Barış dediğimizde çoğu zaman aklımıza yalnızca savaşın olmaması geliyor. Aslında gerçek bu tanımın çok ötesinde bir sorumluluk ve farkındalık gerektiriyor.
21 Eylül, Birleşmiş Milletler tarafından Uluslararası Barış Günü olarak ilan edilmiş. Aslında bugün, sadece devletler arasındaki çatışmalara, savaşlara değil, toplumun huzurlu ve anlayışlı olmasına da dikkat çekiyor. Peki biz günlük hayatımızda barışı ne kadar önemsiyoruz? Sokakta birbirine karşı sabırsız olan insanlar, trafikte öfkelenen sürücüler, sosyal medyada yükselen kavgalar… Bunlar da küçük ama etkili “barış ihlalleri” değil mi?

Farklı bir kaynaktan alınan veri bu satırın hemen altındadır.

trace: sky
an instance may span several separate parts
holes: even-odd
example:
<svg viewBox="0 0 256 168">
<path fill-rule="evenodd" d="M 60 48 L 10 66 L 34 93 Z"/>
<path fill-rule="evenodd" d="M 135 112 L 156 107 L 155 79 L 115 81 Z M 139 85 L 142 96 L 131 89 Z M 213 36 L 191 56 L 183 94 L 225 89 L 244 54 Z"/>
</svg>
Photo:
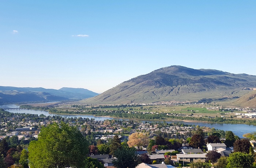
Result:
<svg viewBox="0 0 256 168">
<path fill-rule="evenodd" d="M 0 85 L 102 93 L 179 65 L 256 75 L 256 1 L 0 1 Z"/>
</svg>

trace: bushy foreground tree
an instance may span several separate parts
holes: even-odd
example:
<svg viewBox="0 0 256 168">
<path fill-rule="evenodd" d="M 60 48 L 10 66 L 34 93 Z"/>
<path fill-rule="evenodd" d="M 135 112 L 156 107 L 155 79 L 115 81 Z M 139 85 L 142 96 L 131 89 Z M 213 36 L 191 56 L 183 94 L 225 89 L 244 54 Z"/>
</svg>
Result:
<svg viewBox="0 0 256 168">
<path fill-rule="evenodd" d="M 227 158 L 227 168 L 252 168 L 254 161 L 252 154 L 240 152 L 230 153 Z"/>
<path fill-rule="evenodd" d="M 114 166 L 117 168 L 135 168 L 139 161 L 136 150 L 134 147 L 122 145 L 114 152 L 117 159 L 113 160 L 112 162 Z"/>
<path fill-rule="evenodd" d="M 30 167 L 84 167 L 88 142 L 75 127 L 62 122 L 43 127 L 38 140 L 29 146 Z"/>
</svg>

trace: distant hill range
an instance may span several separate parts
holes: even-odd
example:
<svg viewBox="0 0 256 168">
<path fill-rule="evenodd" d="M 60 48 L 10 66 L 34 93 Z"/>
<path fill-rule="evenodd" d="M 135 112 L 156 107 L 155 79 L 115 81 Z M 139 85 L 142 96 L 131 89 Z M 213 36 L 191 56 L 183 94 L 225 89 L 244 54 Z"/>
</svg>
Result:
<svg viewBox="0 0 256 168">
<path fill-rule="evenodd" d="M 246 94 L 251 98 L 255 88 L 255 76 L 174 65 L 135 77 L 82 101 L 98 104 L 228 102 L 242 99 Z M 244 103 L 244 101 L 233 102 Z"/>
<path fill-rule="evenodd" d="M 42 88 L 0 86 L 0 104 L 81 99 L 98 95 L 81 88 L 62 88 L 56 90 Z"/>
</svg>

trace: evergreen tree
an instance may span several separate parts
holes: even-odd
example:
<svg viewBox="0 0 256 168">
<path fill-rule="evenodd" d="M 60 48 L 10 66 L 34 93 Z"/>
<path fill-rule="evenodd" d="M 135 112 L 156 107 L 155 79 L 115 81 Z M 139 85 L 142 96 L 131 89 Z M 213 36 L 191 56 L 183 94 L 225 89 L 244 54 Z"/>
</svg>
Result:
<svg viewBox="0 0 256 168">
<path fill-rule="evenodd" d="M 0 155 L 3 154 L 4 156 L 6 156 L 9 149 L 7 141 L 5 139 L 3 139 L 0 142 Z"/>
<path fill-rule="evenodd" d="M 38 140 L 30 142 L 31 168 L 84 167 L 88 154 L 87 141 L 77 128 L 62 122 L 43 127 Z"/>
<path fill-rule="evenodd" d="M 249 140 L 247 139 L 242 139 L 237 140 L 235 142 L 234 145 L 234 152 L 241 152 L 249 153 L 250 147 L 252 145 Z"/>
<path fill-rule="evenodd" d="M 114 137 L 113 140 L 109 146 L 110 154 L 114 154 L 115 151 L 121 147 L 121 141 L 117 135 Z"/>
<path fill-rule="evenodd" d="M 225 144 L 227 147 L 230 147 L 233 146 L 233 144 L 235 142 L 235 135 L 233 132 L 231 131 L 226 131 L 225 133 Z"/>
<path fill-rule="evenodd" d="M 122 145 L 114 152 L 117 159 L 112 162 L 114 166 L 117 168 L 135 168 L 139 162 L 136 150 L 134 147 Z"/>
<path fill-rule="evenodd" d="M 201 135 L 195 134 L 192 136 L 189 145 L 195 148 L 202 149 L 204 145 L 204 138 Z"/>
<path fill-rule="evenodd" d="M 29 167 L 28 164 L 27 151 L 25 149 L 23 149 L 20 154 L 20 157 L 19 160 L 19 163 L 22 166 L 22 168 L 27 168 Z"/>
<path fill-rule="evenodd" d="M 251 154 L 237 152 L 229 154 L 227 161 L 227 168 L 252 168 L 254 160 Z"/>
</svg>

Barış, devletlerin işi olduğu kadar bireylerin de sorumluluğu. Komşuna saygı göstermek, iş arkadaşına empatiyle yaklaşmak, aile içinde farklı görüşlere tahammül göstermek… Tüm bu küçük adımlar, toplumsal huzura büyük katkılar sağlar.
Günümüz sosyal medya ortamında, öfke ve kutuplaşma hızla yayılıyor. Sözlerimizin ve davranışlarımızın, yalnızca kendi çevremizde değil, toplum genelinde bir örnek oluşturabileceğini unutmamalıyız. Her paylaşım, her yorum, her davranış birer seçimdir.
Belki de barış, önce kendimizde başlar. İçimizdeki kırgınlıkları, öfkeyi ve sabırsızlığı azaltmak, çevremizle daha anlayışlı ilişkiler kurmak… İşte bu, savaşın olmadığı bir dünyadan çok daha uygulanabilir ve gerçekçi bir hedef.
3 gün sonra 21 Eylül, barışı hatırlamak için bir fırsat. Ama asıl mesele, bu farkındalığı her gün yaşamak ve bütün insanlara yaymak. Çünkü barış, sadece bir gün kutlanacak bir kavram değil; günlük hayatımızın her anında olması gereken bir sorumluluktur.